N26 Now Worth $9BN After Fundraising to Overtake Monzo
N26, the German digital challenger bank, recently raised $900 million in a new funding round. Backed by billionaires Peter Thiel and Li Ka-Shing, investors managed to raise the cash from Third Point, a hedge fund led by another billionaire, Dan Loeb. Coatue and Dragoneer were also on the investor list.
The intriguing point is that the $9 billion valued bank is now worth just a bit more than Commerzbank, Germany’s second-largest listed traditional bank. The Frankfurt listed lender has a market cap of 7.6 billion euros ($8.8 billion).
N26 was founded in 2013 and is one of several digital banks trying to challenge traditional financial institutions, such as Revolut and Monzo. In 2020, Monzo was valued at $1.25 billion.
Expansion Beckons For N26 But Challenges Remain
With access to cash after this funding round, it goes without saying that the German digital bank will be looking to spread its wings in the short term.

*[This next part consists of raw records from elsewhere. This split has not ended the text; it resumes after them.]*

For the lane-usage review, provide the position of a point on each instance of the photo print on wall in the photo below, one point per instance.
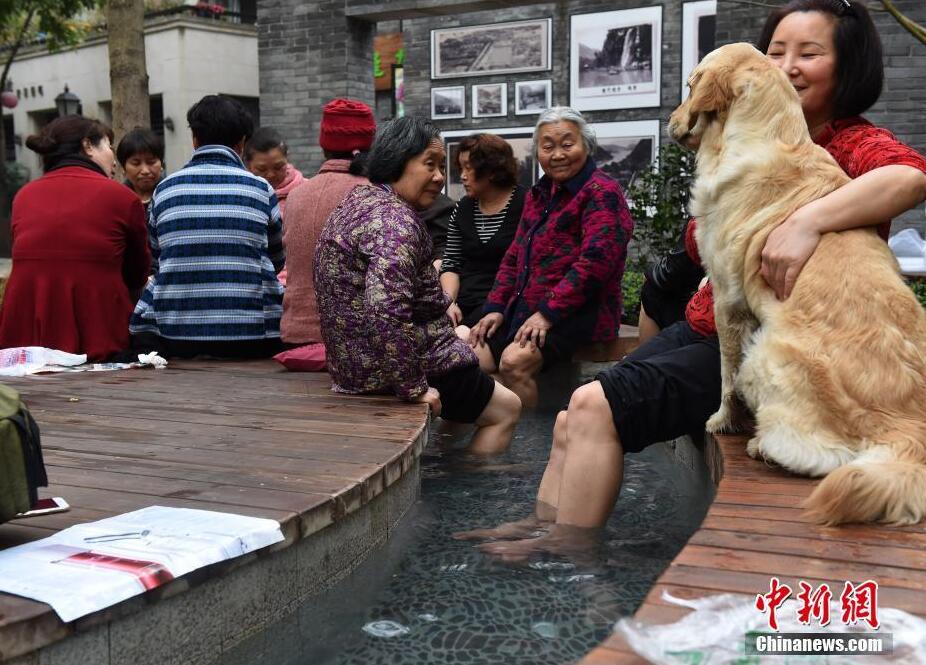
(615, 59)
(699, 29)
(532, 97)
(626, 148)
(521, 141)
(490, 100)
(448, 103)
(502, 48)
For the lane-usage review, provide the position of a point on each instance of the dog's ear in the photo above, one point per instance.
(711, 91)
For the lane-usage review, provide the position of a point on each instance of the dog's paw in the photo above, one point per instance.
(721, 422)
(732, 417)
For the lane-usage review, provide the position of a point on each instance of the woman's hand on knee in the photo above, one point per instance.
(455, 314)
(533, 331)
(485, 328)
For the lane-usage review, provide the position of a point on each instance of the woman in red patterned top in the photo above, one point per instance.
(668, 387)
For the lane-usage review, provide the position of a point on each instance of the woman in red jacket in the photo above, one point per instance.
(669, 386)
(79, 247)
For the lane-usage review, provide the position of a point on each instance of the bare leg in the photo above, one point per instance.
(547, 495)
(518, 366)
(496, 423)
(591, 480)
(486, 360)
(648, 328)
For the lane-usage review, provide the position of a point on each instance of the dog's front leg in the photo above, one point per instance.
(735, 325)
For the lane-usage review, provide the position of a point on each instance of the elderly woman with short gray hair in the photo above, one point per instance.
(381, 308)
(559, 284)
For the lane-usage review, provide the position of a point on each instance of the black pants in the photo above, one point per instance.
(178, 348)
(666, 388)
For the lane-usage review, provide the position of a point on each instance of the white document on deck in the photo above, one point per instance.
(89, 567)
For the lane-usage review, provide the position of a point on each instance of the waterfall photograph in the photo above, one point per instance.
(615, 59)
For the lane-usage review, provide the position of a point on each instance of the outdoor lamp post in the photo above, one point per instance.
(67, 103)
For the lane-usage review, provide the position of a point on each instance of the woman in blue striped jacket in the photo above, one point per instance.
(216, 239)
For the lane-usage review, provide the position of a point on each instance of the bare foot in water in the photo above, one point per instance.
(575, 543)
(519, 529)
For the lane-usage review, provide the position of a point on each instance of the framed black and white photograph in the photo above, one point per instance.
(615, 59)
(521, 141)
(500, 48)
(699, 28)
(448, 103)
(490, 100)
(532, 97)
(626, 148)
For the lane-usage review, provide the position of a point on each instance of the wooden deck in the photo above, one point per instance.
(246, 437)
(754, 530)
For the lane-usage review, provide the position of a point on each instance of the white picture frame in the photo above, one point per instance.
(626, 148)
(448, 103)
(615, 59)
(514, 47)
(533, 97)
(489, 100)
(699, 36)
(521, 140)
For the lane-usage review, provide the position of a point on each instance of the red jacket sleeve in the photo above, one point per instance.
(606, 230)
(136, 261)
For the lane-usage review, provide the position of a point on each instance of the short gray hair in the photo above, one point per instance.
(396, 142)
(567, 114)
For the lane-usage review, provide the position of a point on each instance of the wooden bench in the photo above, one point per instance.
(628, 340)
(755, 530)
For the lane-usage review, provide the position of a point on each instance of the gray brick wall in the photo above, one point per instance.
(310, 52)
(900, 108)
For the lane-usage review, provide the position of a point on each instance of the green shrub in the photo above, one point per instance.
(630, 289)
(658, 202)
(919, 290)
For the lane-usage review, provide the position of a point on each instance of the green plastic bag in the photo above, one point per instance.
(22, 470)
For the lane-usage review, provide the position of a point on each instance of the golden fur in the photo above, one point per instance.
(836, 374)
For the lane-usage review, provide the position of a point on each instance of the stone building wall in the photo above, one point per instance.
(313, 51)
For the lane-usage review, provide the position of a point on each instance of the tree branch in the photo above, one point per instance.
(911, 26)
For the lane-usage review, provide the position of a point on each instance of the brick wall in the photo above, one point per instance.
(901, 107)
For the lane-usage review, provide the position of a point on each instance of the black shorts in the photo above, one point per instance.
(666, 388)
(464, 393)
(663, 307)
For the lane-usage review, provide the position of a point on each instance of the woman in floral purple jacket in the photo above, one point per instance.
(381, 308)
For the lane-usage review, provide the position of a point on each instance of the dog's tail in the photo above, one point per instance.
(886, 483)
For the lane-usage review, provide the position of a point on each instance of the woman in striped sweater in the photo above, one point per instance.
(217, 241)
(481, 227)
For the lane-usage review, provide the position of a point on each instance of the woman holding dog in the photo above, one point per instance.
(831, 52)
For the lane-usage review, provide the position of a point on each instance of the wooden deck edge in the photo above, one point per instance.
(42, 628)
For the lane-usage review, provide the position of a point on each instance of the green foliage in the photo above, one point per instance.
(631, 285)
(919, 290)
(59, 23)
(658, 200)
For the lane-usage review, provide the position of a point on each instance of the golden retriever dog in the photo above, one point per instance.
(835, 375)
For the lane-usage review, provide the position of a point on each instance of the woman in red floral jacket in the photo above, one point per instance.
(559, 284)
(670, 386)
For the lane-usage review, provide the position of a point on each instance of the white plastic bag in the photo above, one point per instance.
(714, 633)
(907, 243)
(23, 360)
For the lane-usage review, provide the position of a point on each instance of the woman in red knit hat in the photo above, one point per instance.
(346, 134)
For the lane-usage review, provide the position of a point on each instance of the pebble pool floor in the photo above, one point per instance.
(426, 598)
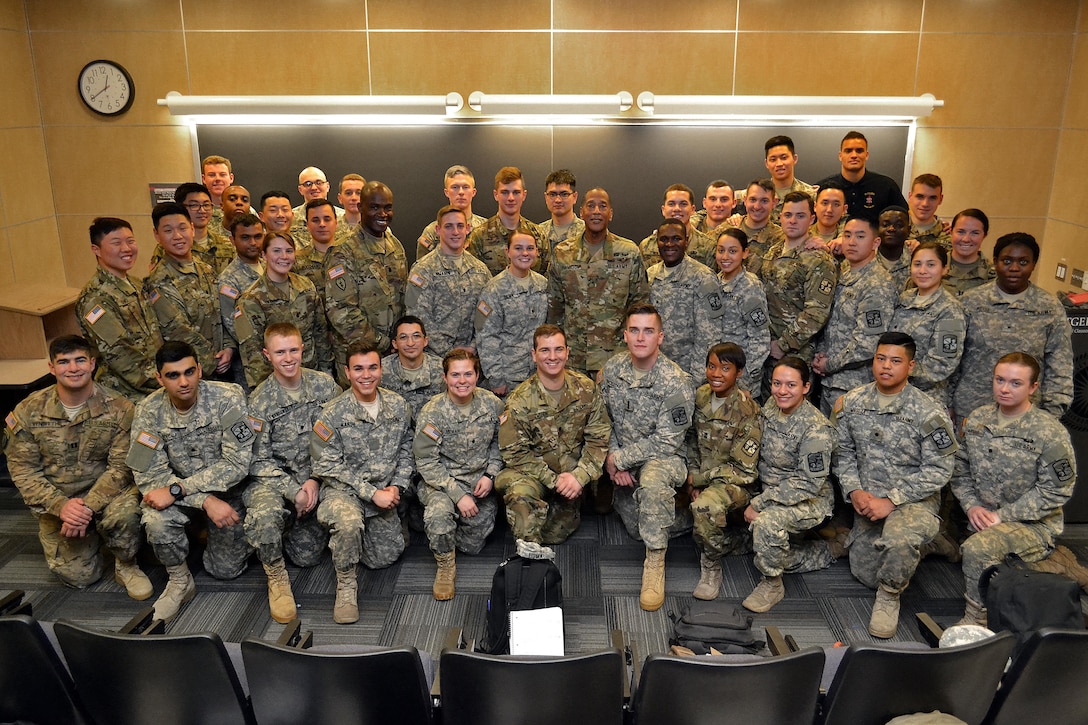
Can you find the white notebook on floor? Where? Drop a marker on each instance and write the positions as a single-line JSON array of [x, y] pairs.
[[536, 631]]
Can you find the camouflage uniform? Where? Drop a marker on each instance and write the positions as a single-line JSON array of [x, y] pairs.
[[541, 438], [588, 297], [961, 278], [722, 454], [862, 310], [355, 457], [1023, 470], [487, 243], [745, 322], [1033, 322], [794, 465], [365, 289], [429, 237], [689, 299], [267, 303], [116, 319], [937, 326], [283, 421], [185, 299], [51, 459], [443, 292], [901, 451], [651, 416], [208, 451], [455, 446], [509, 310]]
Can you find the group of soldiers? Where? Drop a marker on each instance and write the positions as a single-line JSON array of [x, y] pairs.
[[672, 378]]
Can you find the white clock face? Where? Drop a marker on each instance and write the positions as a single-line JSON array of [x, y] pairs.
[[106, 88]]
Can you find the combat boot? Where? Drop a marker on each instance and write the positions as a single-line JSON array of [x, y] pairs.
[[709, 578], [346, 609], [653, 580], [445, 577], [975, 614], [768, 592], [281, 599], [130, 576], [885, 618], [180, 590]]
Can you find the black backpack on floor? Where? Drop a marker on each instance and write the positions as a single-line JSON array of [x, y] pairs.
[[519, 584]]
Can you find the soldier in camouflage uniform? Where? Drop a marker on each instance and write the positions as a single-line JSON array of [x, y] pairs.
[[650, 401], [511, 305], [282, 495], [280, 295], [689, 299], [183, 293], [722, 453], [444, 287], [1012, 314], [115, 317], [489, 242], [794, 466], [894, 456], [743, 319], [456, 450], [66, 447], [361, 451], [864, 300], [1013, 474], [190, 451], [592, 281], [554, 439], [365, 282]]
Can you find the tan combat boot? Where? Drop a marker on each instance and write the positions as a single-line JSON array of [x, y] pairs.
[[709, 578], [446, 576], [653, 580], [885, 618], [768, 592], [281, 599], [180, 590], [130, 576], [346, 609]]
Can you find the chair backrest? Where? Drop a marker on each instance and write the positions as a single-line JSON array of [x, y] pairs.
[[875, 684], [485, 689], [288, 686], [34, 684], [1047, 682], [712, 690], [167, 679]]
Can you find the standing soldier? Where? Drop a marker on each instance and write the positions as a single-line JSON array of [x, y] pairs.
[[66, 447], [282, 495]]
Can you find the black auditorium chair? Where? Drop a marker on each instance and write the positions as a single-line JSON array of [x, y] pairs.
[[165, 679], [1048, 682], [781, 689], [877, 683], [486, 689]]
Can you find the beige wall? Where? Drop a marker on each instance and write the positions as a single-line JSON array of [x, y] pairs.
[[1013, 74]]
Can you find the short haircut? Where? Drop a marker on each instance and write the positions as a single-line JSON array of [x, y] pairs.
[[560, 176], [778, 140], [66, 344], [728, 353], [102, 225], [900, 340], [547, 330], [173, 351], [1016, 237], [168, 209], [209, 160], [1021, 358], [460, 354]]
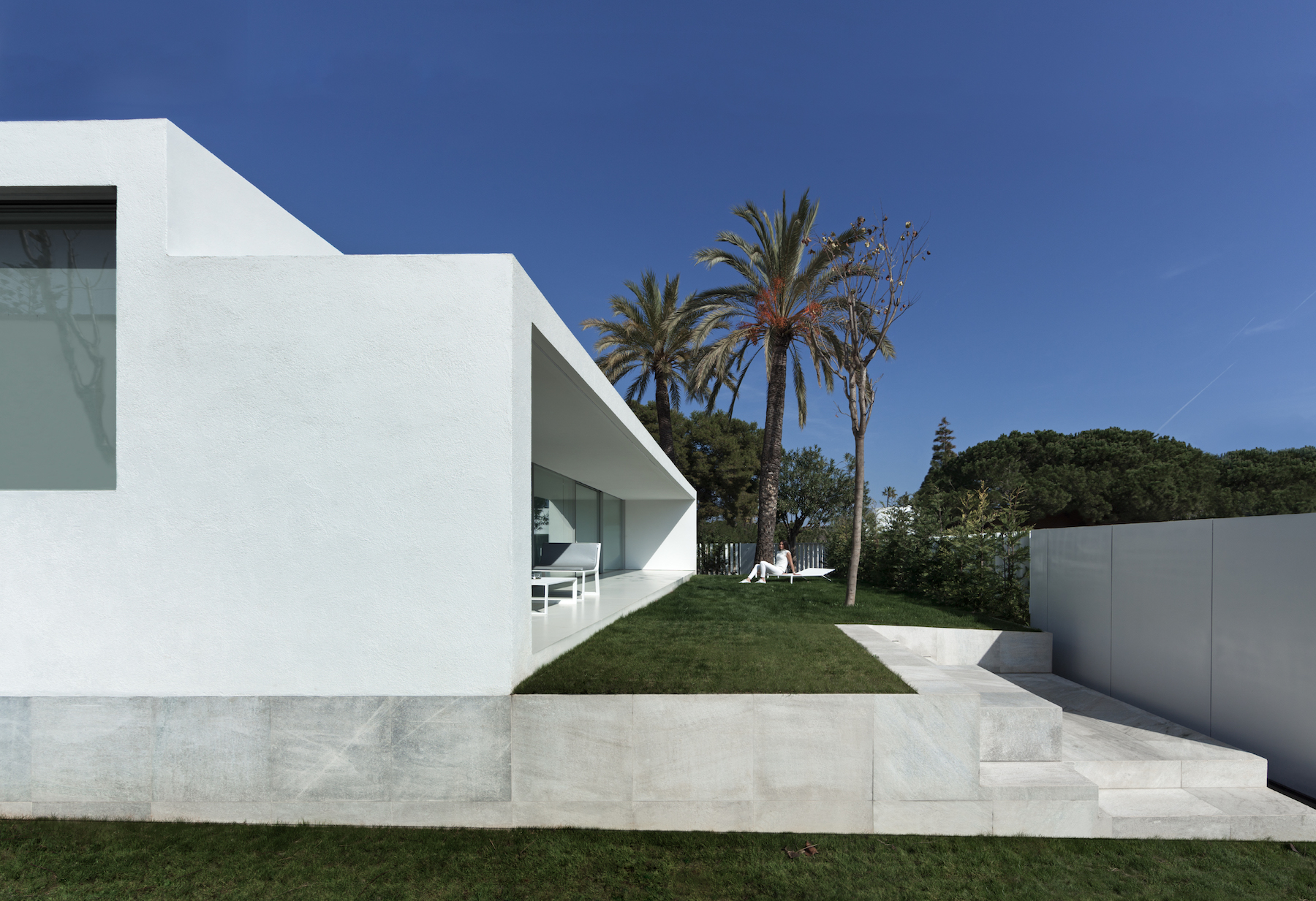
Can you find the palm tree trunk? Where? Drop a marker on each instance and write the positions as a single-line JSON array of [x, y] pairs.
[[771, 458], [662, 403], [852, 580]]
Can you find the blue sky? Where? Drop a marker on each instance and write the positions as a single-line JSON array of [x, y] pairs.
[[1119, 197]]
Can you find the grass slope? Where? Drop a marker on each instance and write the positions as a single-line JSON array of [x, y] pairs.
[[66, 861], [717, 636]]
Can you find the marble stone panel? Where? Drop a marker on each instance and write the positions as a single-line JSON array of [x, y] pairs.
[[1035, 782], [341, 813], [212, 749], [1131, 774], [694, 748], [213, 812], [452, 749], [926, 748], [88, 750], [1020, 726], [91, 809], [1049, 818], [572, 815], [695, 816], [15, 749], [814, 748], [803, 817], [572, 749], [470, 815], [329, 749], [1249, 771], [932, 817], [1273, 829]]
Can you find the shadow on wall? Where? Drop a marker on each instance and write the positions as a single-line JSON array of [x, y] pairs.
[[659, 534]]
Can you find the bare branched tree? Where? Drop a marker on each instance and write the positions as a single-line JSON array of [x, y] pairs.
[[868, 281]]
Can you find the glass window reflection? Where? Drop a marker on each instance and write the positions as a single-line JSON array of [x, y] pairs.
[[57, 338]]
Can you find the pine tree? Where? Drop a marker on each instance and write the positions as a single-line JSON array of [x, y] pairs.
[[942, 445]]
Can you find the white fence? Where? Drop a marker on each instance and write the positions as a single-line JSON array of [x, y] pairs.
[[1207, 623], [733, 559]]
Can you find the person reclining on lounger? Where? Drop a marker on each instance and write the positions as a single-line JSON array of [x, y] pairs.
[[783, 562]]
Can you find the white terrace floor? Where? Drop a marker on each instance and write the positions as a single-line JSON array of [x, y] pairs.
[[566, 624]]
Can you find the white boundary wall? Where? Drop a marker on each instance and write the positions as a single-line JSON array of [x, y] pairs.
[[1207, 623]]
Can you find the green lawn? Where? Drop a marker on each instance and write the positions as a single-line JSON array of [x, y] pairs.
[[717, 636], [69, 859]]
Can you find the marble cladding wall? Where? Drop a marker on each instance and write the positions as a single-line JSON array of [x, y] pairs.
[[852, 763]]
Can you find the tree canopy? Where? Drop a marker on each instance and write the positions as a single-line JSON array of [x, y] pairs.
[[1115, 475]]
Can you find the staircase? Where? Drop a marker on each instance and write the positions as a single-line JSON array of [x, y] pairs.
[[1062, 759]]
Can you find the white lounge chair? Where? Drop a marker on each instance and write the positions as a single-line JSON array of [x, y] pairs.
[[577, 558], [812, 572]]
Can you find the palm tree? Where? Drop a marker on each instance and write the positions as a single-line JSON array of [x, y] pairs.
[[778, 308], [653, 338]]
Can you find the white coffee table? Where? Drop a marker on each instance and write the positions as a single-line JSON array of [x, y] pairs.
[[549, 582]]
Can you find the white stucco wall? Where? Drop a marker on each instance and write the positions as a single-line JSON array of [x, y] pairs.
[[322, 460], [215, 212], [661, 534], [315, 493]]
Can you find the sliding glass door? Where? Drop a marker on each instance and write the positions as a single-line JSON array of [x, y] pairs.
[[569, 511]]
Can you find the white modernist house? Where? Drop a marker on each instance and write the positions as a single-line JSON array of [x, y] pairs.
[[236, 463]]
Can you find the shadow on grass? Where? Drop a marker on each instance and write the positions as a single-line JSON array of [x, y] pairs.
[[717, 636], [69, 859]]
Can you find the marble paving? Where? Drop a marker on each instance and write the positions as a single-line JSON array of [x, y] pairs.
[[1113, 769]]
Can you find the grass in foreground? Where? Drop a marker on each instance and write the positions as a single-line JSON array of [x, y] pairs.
[[717, 636], [69, 859]]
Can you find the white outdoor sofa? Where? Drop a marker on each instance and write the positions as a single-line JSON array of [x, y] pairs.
[[575, 558]]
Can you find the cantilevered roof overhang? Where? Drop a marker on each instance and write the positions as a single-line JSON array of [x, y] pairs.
[[582, 433]]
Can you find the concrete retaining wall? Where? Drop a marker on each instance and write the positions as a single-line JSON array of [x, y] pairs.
[[842, 763], [850, 763], [1207, 623]]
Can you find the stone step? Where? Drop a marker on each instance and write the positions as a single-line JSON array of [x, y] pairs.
[[1219, 813], [1120, 746]]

Founder and Co-CEO Maximilian Tayenthal explained that the company plans to spend the extra funds on hiring 1,000 people globally, and launching new features such as cryptocurrency trading.
“We want to bring in more people with a focus on product, technology and security,” Tayenthal said whilst speaking to CNBC in an interview.
The digital bank has 7 million customers across Europe and the US and is on track to process $90 billion in transactions this year. N26 has recently acquired a banking license in Brazil, and already has a team of 40 employees in Sao Paulo. It expects to roll out the app across the country in 2022, according to Tayenthal.
N26 also has considerable financial leeway to prepare for an initial public offering. Tayenthal said that he expects the firm to be IPO-ready on a structural level within the next 12 to 18 months.
On going public, Tayenthal added:
“We have no hurry to go public. With increasing profitability, the kind of money we are raising right now, it really takes away any time pressure”,
Growing Pains And Losses
N26 is still a loss-making enterprise, reporting €216.9 million in losses in 2019. Its European business lost just €110 million in 2020 showing that it is growing year on year with its losses decreasing. Still, Tayenthal said that the digital bank is not under pressure from investors to make a profit soon, so this fundraising round will help the business to continue to grow.
As with most other fintech companies, N26 has been experiencing growing pains of late. It was fined $5 million by Ba Fin, Germany’s financial services regulator, for being late in submitting suspicious activity reports. These are used by authorities to investigate money laundering.
The bank also reached an agreement to reduce its cap for onboarding customers from 70,000 to 50,000 per month. Tayenthal warned that this was likely to put a brake on N26’s growth significantly in the short term.
After a mini-revolt by staff in Berlin last year, N26 is now working to improve its work culture. Amongst the measures being implemented are an improvement in employee representation and a shift towards flexible work brought about by the Covid-19 pandemic. Stock options for staff are also being considered.
“We were actually very strong believers in having everyone in the office as much as possible. We are moving away from that. There are obviously certain roles where you need to be in the office more regularly. And we also believe in bringing people together occasionally, but we are going to move to a more flexible model”.